EURUSD’s recent positive impetus off a 14-month low of 1.1523 is faltering in the vicinity of the 1.1600 handle. The diving simple moving averages (SMAs) are defending the short-term bearish trend in the pair.
The Ichimoku lines are indicating that negative momentum is picking up again. Furthermore, the pair is struggling to make strong headways past the 1.1600 barrier, something also being reflected in the short-term oscillators. The MACD, some distance below zero, has pushed over its red trigger line, while the RSI is struggling to improve in bearish territory. The stochastic %K line has dipped ahead of the 80 level, signalling that positive drive is dwindling.
If the decline in the pair prevails, instant friction could emanate from the red Tenkan-sen line at 1.1570 before the price retests the 14-month low of 1.1523. If selling interest intensifies and drives the price below the crucial support border of 1.1451-1.1496, the bears may then target the 1.1370 trough, identified on July 16. Another push lower could sink the pair as low as 1.1254, around the July 10 barrier.

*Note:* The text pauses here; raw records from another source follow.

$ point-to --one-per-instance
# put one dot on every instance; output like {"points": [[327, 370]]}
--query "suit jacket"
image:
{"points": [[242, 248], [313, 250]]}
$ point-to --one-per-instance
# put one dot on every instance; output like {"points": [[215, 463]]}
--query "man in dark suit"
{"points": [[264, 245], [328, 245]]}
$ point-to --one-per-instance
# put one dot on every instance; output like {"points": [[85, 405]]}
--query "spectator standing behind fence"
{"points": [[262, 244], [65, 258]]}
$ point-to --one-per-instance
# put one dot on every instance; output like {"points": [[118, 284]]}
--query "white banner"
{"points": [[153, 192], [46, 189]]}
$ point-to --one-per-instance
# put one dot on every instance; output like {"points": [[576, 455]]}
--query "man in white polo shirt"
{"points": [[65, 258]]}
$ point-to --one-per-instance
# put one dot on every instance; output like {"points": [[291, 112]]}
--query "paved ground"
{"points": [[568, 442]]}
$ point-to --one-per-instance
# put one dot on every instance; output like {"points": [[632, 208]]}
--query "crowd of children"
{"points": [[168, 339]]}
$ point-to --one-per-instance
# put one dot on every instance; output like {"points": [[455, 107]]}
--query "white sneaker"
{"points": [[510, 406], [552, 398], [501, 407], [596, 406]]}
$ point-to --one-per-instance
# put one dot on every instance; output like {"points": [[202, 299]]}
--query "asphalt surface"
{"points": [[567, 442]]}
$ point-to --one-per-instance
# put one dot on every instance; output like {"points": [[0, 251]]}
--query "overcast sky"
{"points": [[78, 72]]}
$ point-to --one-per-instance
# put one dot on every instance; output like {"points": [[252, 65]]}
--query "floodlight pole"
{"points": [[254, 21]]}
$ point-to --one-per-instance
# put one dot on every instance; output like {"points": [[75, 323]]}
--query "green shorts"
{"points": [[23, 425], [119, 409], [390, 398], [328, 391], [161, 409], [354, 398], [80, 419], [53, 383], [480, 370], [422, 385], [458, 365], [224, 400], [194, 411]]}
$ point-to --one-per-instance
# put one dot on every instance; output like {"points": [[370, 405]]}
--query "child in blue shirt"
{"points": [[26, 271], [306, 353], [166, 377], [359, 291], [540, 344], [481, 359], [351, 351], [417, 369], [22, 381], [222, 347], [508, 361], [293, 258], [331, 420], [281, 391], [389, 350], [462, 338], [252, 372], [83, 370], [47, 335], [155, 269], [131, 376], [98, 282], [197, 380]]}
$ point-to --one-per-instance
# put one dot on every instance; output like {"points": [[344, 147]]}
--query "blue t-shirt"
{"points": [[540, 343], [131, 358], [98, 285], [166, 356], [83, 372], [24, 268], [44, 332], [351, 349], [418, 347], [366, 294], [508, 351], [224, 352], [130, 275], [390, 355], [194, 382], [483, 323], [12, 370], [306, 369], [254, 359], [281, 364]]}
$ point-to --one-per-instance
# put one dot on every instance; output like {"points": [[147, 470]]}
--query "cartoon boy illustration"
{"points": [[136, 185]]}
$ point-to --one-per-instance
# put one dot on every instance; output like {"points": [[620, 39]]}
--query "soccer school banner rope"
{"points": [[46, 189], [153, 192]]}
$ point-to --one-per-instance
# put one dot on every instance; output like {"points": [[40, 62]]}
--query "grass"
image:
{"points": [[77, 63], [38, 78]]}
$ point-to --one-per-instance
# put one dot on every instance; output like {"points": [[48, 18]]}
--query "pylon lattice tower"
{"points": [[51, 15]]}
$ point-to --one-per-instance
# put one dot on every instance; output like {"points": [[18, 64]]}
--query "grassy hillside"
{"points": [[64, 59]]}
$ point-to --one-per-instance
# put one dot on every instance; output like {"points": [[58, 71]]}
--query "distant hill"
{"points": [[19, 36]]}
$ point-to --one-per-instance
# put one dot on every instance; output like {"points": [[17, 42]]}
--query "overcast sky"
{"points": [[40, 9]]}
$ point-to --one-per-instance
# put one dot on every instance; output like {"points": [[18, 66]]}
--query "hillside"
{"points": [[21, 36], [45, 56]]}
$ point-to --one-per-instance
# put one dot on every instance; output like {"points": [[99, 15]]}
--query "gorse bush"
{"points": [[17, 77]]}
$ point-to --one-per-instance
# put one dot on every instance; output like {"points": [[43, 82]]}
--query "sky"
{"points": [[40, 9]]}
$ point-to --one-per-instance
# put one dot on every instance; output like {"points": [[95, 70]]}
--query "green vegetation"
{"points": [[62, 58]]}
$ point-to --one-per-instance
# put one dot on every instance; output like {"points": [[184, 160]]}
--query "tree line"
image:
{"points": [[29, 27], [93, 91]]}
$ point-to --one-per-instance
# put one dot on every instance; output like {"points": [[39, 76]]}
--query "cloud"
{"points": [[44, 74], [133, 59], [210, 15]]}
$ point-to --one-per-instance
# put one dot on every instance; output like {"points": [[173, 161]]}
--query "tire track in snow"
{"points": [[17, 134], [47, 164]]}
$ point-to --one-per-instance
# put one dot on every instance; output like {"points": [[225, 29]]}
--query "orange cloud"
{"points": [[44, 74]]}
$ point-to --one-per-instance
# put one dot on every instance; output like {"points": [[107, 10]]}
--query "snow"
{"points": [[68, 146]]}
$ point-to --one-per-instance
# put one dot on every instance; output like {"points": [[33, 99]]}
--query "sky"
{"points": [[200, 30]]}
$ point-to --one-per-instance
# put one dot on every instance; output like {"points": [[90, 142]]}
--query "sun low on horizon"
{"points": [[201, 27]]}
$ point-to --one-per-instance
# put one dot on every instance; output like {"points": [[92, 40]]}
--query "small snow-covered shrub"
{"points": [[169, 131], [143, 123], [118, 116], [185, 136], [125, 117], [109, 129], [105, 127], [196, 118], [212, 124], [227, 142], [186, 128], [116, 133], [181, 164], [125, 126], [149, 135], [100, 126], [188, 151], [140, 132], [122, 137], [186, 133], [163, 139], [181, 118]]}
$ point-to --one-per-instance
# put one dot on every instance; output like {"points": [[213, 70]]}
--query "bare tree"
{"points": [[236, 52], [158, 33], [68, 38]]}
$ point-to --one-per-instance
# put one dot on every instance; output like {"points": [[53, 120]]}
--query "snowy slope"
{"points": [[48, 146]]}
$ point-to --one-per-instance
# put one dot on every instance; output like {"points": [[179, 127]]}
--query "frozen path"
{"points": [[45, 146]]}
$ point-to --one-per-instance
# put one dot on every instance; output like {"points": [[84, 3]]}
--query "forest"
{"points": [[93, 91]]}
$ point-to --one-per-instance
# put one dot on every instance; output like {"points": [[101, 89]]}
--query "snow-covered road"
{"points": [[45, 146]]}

Otherwise, if buyers start to push back, prompt resistance could transpire from the area between the nearby highs of 1.1618 and 1.1640 respectively, ahead of the border of 1.1664-1.1685. Conquering these obstacles, the approaching 50-day SMA at 1.1711, and the neighbouring 1.1755 high may try to impede gains from challenging the Ichimoku cloud and the 100-day SMA at 1.1811. Triumphing above the 1.1800 barricade, the price may then propel for the 1.1885-1.1900 resistance section.
Summarizing, EURUSD’s short-term descent seems to overpower current bullish pressures. A price climb above 1.1755 could feed upside drive, while a close below 1.1451 could bolster the negative picture.